Pakistan has appointed former information minister and long-time human rights campaigner Sherry Rehman as its next ambassador to the United States, following the resignation of Husain Haqqani Tuesday.
The move could help shift some attention away from the scandal over a secret memo allegedly sent to the United States by Mr. Haqqani, which cost him his job and has left the civilian government severely weakened.
Speaking to the Monitor on her new job, Ms. Rehman said: “It’s a huge challenge and I look forward to bringing my resources and skills to the job, and I hope we can build better ties in the days ahead. Both countries seek stability in the region and we can build on converging goals.”
So far, her appointment has met with approval among Pakistan’s political classes. According to opposition lawmaker Ayaz Amir, “It’s a good choice. Pakistan has an image problem. A serious problem which someone articulate, sophisticated, and with the right background and poise can deal with.”

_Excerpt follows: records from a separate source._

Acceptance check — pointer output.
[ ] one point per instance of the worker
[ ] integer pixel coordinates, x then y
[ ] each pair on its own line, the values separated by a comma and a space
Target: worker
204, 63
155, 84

Rehman, a former magazine editor, became Pakistan’s information minister in 2008 following the country’s return to democracy. She resigned a year later citing curbs on journalists during a judicial crisis, and in doing so elevated her stock among the Pakistani public.
Her parliamentary work on women's and minorities’ rights have helped make her a liberal icon at home. She has also been recognized by US groups, receiving the Jeanne J. Kirkpatrick Award for Women in 2011 and the "Democracy's Hero" award by the International Republican Institute in 2009.